A valued colleague quotes the emotional line —

“This is my own, my native land!” —

as palliation, if not justification, for the “simple, homely, and comprehensive adjuration, ‘Own Your Own Home.’” We acknowledge the homeliness and comprehensiveness, but we deny the value of poetic testimony. Said Dr. Johnson:

“Let observation with extensive view
Survey mankind from China to Peru,”

which, De Quincey or Tennyson declared, should have run: “Let observation with extended observation observe mankind extensively.” Poets and tautology go walking like the Walrus and the Carpenter.

BOLSHEVISM OF LONG AGO

“A radical heaven is a place where every man does what he pleases, and there is a general division of property every Saturday night.” – George S. Hillard (1853).

LULLABY

In Woodman, Wis., the Hotel Lull
Is where a man may rest his skull.
All care and fret is void and null
When one puts up at Hotel Lull.
Ah, might I wing it as a gull
Unto the mansion kept by Lull —
By W. K. Lull, the w. k. Lull,
Who greets the guests at Hotel Lull.

“A thing of beauty is a joy forever.” But if, miraculously, it happens in Chicago, it can, despite the poet’s word, “pass into nothingness.” The old Field Museum, seen beneath a summer moon, when the mist is on the lake, is as beautiful as anything on the earth’s crust. Not to preserve the exterior were a sin against Beauty, which is the unforgivable sin.

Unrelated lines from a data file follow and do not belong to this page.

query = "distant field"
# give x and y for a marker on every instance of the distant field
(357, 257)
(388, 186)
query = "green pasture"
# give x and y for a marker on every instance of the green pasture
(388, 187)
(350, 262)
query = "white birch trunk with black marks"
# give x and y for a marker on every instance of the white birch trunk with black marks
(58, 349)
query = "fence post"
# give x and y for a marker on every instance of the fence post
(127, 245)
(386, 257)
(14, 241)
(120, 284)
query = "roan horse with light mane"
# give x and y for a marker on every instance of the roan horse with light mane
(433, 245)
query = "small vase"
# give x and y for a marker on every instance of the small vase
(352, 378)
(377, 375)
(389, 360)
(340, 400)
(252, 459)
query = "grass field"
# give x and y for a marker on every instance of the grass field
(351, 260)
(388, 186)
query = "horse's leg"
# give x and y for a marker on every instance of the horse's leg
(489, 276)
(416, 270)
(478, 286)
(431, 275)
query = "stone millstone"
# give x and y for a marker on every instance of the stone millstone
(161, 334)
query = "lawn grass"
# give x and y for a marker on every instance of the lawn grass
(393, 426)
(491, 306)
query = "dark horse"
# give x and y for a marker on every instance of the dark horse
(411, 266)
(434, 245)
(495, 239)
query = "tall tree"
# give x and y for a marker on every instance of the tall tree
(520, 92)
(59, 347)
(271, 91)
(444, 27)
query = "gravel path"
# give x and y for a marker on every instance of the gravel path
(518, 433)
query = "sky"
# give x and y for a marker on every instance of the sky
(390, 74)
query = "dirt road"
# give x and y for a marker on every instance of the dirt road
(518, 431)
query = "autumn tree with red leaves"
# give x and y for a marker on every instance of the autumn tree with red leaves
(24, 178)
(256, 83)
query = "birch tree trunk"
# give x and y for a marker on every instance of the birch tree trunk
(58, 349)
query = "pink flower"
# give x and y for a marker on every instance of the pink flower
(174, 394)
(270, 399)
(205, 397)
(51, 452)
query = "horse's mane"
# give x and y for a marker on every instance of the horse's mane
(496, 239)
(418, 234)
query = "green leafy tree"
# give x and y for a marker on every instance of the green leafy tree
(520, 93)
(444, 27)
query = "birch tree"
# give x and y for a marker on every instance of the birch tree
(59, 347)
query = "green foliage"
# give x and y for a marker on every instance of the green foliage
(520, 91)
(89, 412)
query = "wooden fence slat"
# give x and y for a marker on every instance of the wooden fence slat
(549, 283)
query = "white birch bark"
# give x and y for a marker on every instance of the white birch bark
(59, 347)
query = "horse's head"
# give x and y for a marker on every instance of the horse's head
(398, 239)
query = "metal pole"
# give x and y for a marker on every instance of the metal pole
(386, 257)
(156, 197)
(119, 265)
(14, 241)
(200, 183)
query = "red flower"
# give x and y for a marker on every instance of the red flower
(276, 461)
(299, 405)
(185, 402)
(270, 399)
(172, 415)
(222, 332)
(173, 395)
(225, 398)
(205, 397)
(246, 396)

“LEMME UP, DARLING! LEMME UP!”

[From the Detroit Free Press.]

My advertisement of Feb. 24 was error. I will be responsible for my wife’s debts. Leo Tyo.

“I’ll make the Line some day or jump into Great Salt Lake,” warns C. W. O. Pick out a soft spot, friend. We jumped into it one day and sprained an ankle.

Alice in Cartoonland

I

“Hello!” said the Hatter. “I haven’t seen you for a long time.”

“No,” said Alice; “I’ve been all over – in Wonderland, in Bookland, in Stageland, and forty other lands. People must be tired of my adventures. Where am I now? I never know.”

“In Cartoonland,” said the Hatter.

“And what are you doing here?” inquired Alice.

“I’m searching for an original cartoon idea,” replied the Hatter. “Would you like to come along?”

“Ever so much,” said Alice.

“The first thing we have to do is to get across that chasm,” said the Hatter, pointing.

Alice saw a huge legend on the far wall of the chasm, and spelled it out – “O-b-l-i-v-i-o-n.”

“Yes, Oblivion,” said the Hatter. “That’s where they dump defeated candidates and other undesirables. Come on, we can cross a little below here.”

He indicated a thin plank that lay across the Chasm of Oblivion.

“Will it hold us?” said Alice.

“It has held the G. O. P. Elephant and the Democratic Donkey, and all sorts of people and things. Let’s hurry over, as here comes the Elephant now, with Mr. Taft riding it, and the plank might give way.”

II

“By the way,” said the Hatter, “here is my hat store.”

There were only two kinds in the window – square paper caps and high silk hats. Alice had never seen paper caps before.

“They’re worn by the laboring man,” said the Hatter; “but you never see them outside of Cartoonland. The plug hats are for Capitalists. I also keep whiskers; siders for Capital and ordinary for Labor.”

“O, there’s a railroad train!” said Alice, suddenly.

“No use taking that train,” said the Hatter; “it doesn’t go. Did you ever see an engine like that outside Cartoonland? And even if it did work we shouldn’t get very far, as the rock Obstruction is always on the track.”

“I’d just as soon walk,” said Alice.

III

“Mercy! there’s a giant!” exclaimed Alice.

“Don’t be alarmed,” said the Hatter; “he’s perfectly good natured.”

“What an awful-looking creature!” said Alice.

“He’s awfully out of drawing,” said the Hatter, critically; “but, then, almost everything in Cartoonland is. It’s the idea that counts.”

“You said you were searching for an original idea,” Alice reminded him.

“But I don’t expect to find one,” the Hatter replied. “You see, it wouldn’t be any use; nobody would understand it. People like the old familiar things, you know.”

“Still, we might happen on one,” said Alice. “Let’s walk along.”

IV

Suddenly a door opened, and a great quantity of rubbish was swept briskly into the street.